Levantines or Franco-Levantines (French: Levantines, Italian: Levantini, Turkish: Levantenler or Tatlısu Frenkleri) are Latin Christians who lived under the Ottoman Empire. The term is also applied to their descendants living in modern Turkey and the Middle East.
Levantines were mostly of Italian (especially Venetian and Genoese), French, or other Euro-Mediterranean origin and lived in Istanbul, İzmir/Smirne and other parts of Anatolia (in present-day Turkey) or the eastern Mediterranean coast (the Levant, particularly in present-day Syria, Lebanon, Jordan and Palestine/Israel) since the period of the Crusades, the Byzantine period and the Ottoman period.
The majority of them are descendants of traders from the maritime republics of the Mediterranean (such as the Republic of Venice, the Republic of Genoa and the Republic of Ragusa) or of the inhabitants of the Crusader states (especially the French Levantines in Lebanon, Israel and Turkey).

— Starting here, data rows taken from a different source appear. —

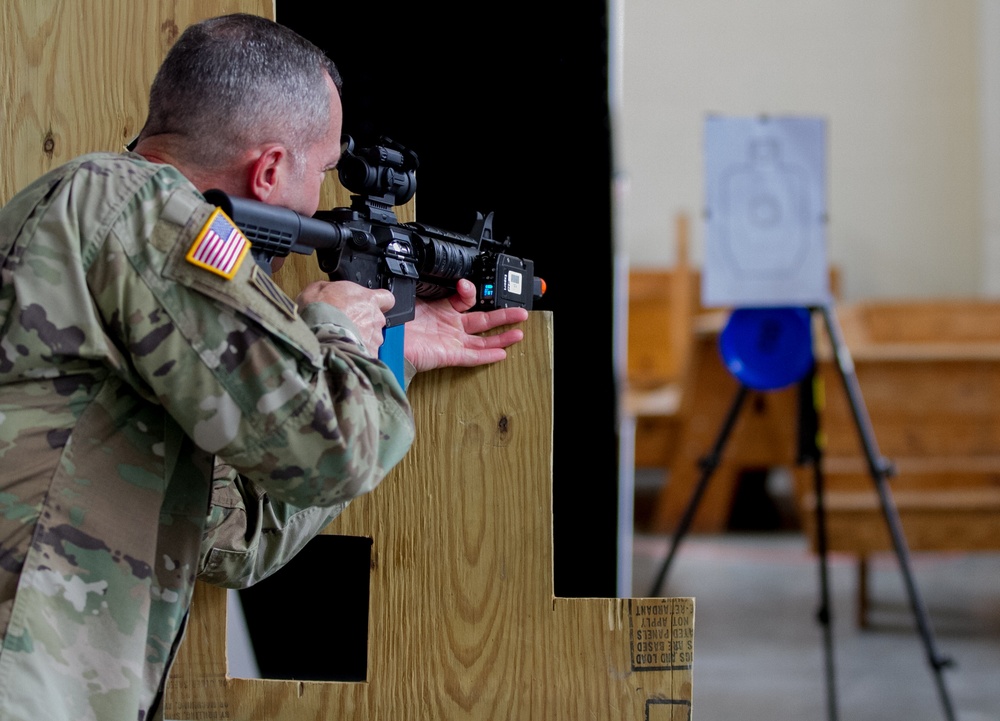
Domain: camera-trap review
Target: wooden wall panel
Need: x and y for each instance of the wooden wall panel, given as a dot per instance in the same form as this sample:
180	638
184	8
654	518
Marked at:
74	76
463	622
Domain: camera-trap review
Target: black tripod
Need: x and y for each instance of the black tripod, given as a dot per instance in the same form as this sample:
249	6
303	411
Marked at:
809	451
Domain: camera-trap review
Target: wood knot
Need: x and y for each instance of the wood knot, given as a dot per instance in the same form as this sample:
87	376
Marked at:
170	31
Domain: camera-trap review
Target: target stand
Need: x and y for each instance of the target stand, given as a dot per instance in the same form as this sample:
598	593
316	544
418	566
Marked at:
769	348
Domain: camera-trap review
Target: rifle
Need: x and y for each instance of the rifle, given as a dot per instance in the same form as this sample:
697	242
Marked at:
365	243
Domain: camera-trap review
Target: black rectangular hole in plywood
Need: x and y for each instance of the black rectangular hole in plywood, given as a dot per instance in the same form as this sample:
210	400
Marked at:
309	620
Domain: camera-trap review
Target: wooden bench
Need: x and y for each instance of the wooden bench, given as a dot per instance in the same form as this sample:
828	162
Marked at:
929	375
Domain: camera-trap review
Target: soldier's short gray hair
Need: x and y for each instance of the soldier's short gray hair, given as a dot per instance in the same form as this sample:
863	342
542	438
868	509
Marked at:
235	81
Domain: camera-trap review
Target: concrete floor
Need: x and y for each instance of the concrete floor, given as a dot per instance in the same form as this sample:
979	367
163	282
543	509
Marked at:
760	651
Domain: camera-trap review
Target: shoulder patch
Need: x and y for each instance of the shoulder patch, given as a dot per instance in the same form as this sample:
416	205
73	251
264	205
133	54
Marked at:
220	246
262	282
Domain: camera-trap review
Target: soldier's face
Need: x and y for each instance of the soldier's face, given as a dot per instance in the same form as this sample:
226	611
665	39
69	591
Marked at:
301	185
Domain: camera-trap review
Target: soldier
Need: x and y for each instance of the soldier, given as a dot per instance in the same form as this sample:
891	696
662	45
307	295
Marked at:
132	361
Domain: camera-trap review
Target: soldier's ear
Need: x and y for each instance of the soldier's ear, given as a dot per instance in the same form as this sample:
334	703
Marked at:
269	171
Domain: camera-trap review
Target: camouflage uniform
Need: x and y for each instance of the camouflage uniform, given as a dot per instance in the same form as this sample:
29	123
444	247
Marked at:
124	368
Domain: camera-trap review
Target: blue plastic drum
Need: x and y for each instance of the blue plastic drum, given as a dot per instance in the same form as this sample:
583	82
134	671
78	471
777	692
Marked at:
768	348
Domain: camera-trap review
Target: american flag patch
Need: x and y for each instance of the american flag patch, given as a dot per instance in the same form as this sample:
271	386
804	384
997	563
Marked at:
220	246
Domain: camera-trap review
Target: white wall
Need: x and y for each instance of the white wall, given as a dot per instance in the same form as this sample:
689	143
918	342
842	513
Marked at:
905	86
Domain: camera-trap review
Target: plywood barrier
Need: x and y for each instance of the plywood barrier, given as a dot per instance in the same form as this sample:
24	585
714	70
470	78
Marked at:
462	617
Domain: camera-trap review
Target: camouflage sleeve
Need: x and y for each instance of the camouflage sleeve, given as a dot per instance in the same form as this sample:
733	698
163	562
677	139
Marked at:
248	536
290	398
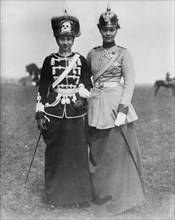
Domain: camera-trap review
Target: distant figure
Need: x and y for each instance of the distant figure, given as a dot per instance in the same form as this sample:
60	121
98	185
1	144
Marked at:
168	83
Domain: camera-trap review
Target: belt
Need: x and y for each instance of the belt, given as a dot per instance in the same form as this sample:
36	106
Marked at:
66	91
100	84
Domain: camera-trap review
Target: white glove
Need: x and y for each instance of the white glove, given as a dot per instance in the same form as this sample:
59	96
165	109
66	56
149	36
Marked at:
84	93
120	120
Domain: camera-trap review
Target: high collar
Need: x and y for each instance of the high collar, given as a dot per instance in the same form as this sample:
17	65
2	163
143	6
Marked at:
108	45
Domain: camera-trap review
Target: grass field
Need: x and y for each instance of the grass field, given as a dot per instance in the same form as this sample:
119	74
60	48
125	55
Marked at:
155	129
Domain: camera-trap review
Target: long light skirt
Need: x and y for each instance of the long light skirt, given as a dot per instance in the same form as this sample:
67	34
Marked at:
116	171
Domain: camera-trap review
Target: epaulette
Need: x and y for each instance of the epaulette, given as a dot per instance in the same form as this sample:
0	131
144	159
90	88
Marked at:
51	54
120	47
96	47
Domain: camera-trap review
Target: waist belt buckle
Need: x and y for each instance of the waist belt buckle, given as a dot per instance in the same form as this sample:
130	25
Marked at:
100	85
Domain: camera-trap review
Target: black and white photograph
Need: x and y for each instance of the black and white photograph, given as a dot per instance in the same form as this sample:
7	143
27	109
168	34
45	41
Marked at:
87	110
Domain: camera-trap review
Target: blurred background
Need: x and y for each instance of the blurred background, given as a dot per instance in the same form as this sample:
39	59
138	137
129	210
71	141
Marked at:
147	30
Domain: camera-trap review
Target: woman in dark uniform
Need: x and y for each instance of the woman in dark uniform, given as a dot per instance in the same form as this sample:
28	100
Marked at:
116	171
60	112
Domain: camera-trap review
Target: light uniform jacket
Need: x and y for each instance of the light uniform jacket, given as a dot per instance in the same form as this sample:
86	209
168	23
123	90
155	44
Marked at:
60	101
104	101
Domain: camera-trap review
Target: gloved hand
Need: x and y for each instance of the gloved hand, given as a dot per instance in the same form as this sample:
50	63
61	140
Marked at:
80	103
120	120
41	124
84	93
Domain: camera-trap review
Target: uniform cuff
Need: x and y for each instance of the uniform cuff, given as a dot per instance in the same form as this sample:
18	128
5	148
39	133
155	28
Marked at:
39	115
123	108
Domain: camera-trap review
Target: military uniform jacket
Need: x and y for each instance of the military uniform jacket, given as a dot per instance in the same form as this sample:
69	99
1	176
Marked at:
59	102
105	101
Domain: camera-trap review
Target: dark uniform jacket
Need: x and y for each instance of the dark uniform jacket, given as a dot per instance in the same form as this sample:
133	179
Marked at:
60	101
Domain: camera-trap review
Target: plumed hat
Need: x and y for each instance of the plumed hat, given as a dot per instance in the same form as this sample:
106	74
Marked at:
108	19
65	25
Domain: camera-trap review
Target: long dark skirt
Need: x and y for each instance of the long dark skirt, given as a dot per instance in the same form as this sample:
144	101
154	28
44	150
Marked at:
67	176
116	173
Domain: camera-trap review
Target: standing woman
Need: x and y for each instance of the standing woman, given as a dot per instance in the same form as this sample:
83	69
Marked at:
60	112
116	174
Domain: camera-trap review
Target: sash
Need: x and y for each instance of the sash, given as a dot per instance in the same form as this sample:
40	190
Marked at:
66	71
115	57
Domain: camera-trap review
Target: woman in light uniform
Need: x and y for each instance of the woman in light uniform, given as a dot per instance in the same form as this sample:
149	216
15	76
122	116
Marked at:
116	171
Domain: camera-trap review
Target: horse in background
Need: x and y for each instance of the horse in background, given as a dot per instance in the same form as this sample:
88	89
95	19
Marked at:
34	75
166	84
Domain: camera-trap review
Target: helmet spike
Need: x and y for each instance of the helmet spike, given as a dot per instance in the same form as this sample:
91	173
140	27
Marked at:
65	12
108	9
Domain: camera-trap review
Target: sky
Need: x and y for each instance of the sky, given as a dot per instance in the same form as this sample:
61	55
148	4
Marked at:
147	30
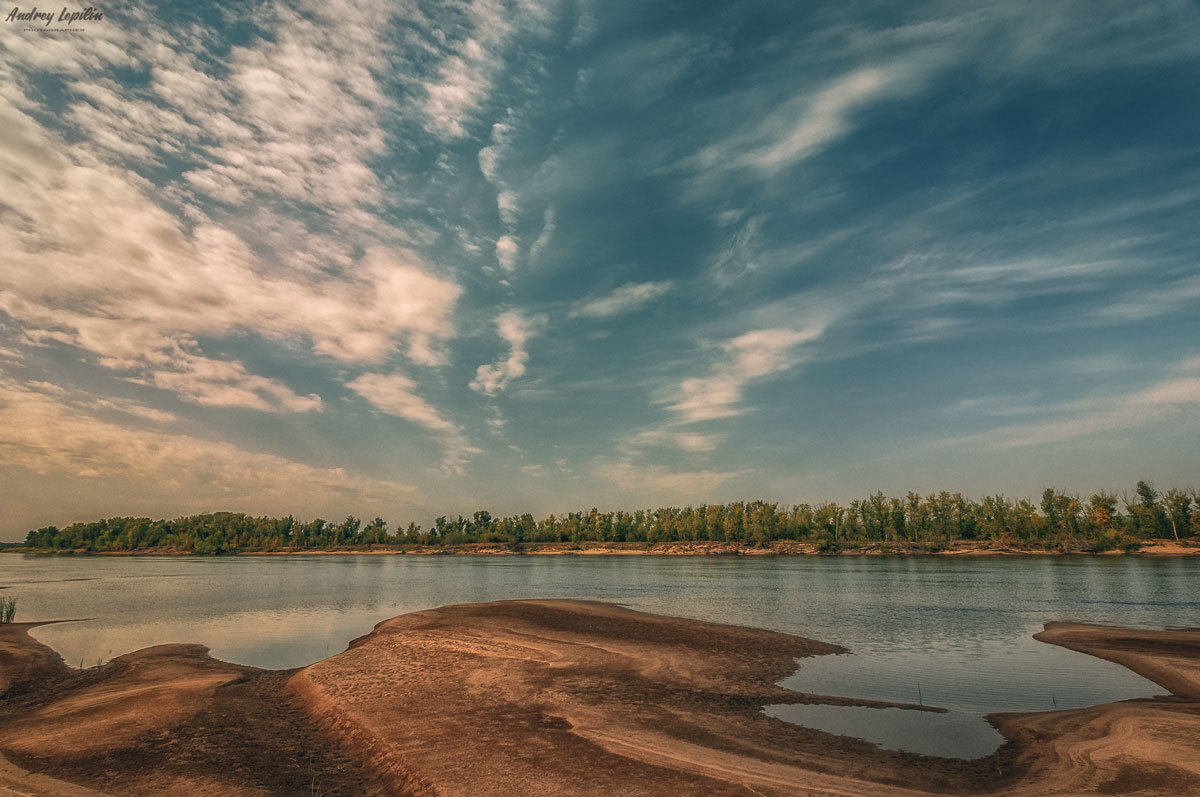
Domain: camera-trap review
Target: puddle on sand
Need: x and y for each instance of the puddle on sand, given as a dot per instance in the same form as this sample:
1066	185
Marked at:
952	735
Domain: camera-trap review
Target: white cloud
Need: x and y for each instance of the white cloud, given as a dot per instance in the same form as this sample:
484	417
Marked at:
507	252
394	394
91	261
804	125
101	258
46	433
690	442
516	330
643	484
222	383
1091	417
749	358
508	207
549	227
472	61
625	299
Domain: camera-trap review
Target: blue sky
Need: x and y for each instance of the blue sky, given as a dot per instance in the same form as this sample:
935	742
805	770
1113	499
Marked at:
414	259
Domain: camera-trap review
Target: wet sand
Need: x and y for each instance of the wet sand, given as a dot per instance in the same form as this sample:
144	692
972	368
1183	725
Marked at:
549	696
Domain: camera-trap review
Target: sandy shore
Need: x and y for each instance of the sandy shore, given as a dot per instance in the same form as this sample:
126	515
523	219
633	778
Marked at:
555	697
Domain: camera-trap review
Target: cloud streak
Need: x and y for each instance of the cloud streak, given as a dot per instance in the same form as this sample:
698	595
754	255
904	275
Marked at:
515	330
627	299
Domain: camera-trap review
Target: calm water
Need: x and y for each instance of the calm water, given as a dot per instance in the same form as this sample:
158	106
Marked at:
947	633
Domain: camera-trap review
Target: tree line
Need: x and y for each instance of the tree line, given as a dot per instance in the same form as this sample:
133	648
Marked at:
1103	521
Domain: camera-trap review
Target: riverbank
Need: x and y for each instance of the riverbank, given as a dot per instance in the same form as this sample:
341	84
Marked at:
550	696
687	547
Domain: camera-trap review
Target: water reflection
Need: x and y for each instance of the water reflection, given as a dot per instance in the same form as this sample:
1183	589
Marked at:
960	628
952	735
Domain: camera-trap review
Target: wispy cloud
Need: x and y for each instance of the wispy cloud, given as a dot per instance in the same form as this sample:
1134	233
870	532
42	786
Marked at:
804	125
640	484
625	299
516	330
46	432
1091	417
396	395
748	358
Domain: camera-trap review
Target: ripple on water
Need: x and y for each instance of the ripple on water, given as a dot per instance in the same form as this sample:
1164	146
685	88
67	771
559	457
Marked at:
952	735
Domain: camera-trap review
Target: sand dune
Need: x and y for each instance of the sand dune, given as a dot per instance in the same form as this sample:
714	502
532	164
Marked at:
549	697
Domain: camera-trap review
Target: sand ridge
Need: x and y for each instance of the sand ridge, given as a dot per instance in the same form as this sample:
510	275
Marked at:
549	696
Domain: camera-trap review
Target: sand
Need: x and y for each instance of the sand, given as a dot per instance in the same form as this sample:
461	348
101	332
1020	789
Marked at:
549	697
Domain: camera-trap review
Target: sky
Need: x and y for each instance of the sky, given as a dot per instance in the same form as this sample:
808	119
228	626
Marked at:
420	258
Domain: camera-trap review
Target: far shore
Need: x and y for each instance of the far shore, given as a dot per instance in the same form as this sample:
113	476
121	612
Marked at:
685	547
550	696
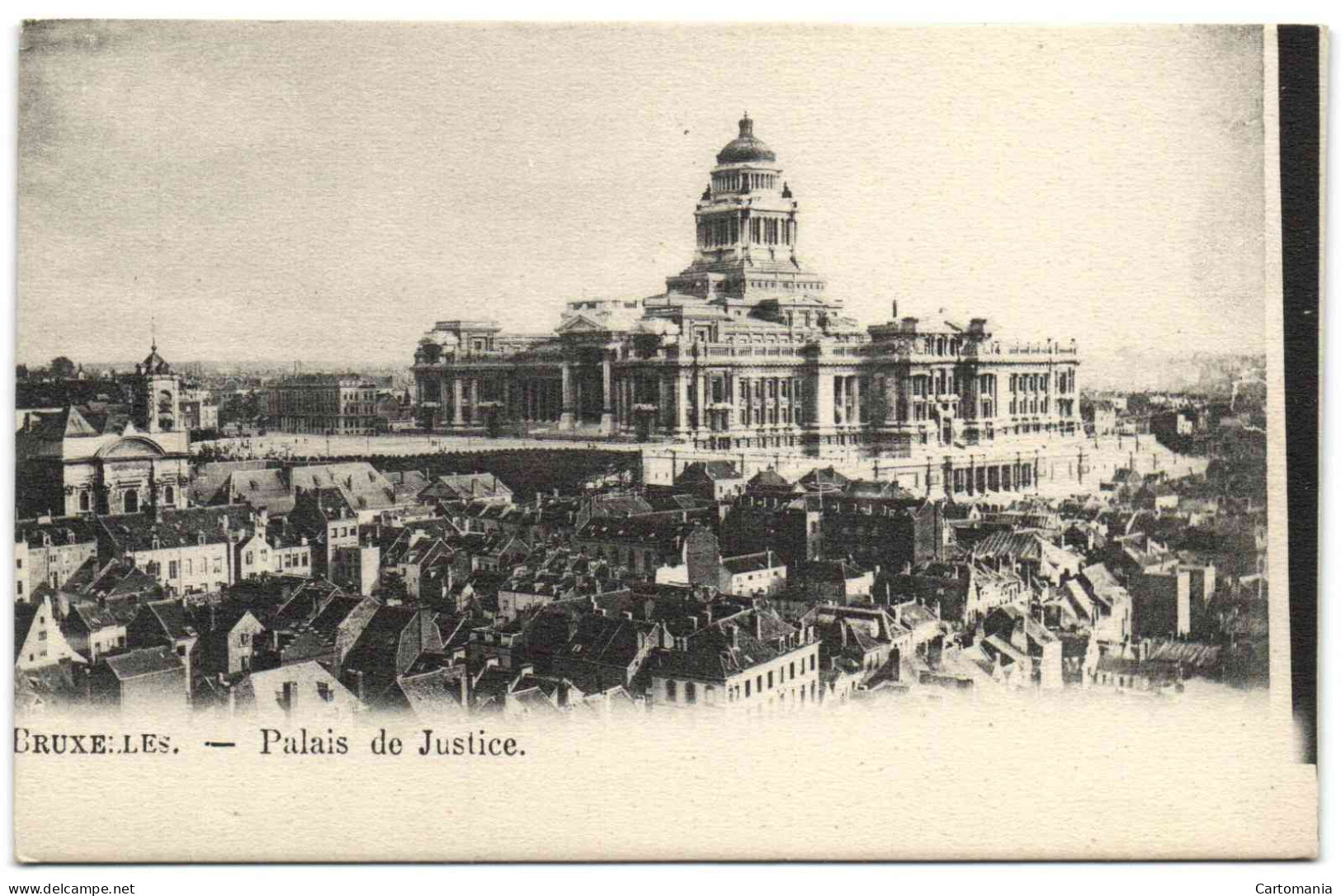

Levantines continue to live in Istanbul (mostly in the districts of Galata, Beyoğlu and Nişantaşı), İzmir (mostly in the districts of Karşıyaka, Bornova and Buca), and the lesser port city Mersin where they had been influential for creating and reviving a tradition of opera.[1] Famous people of the present-day Levantine community in Turkey include Franco-Levantine Caroline Giraud Koç and Italo-Levantine Giovanni Scognamillo.
Most of Turkey's small Roman Catholic community are Levantines.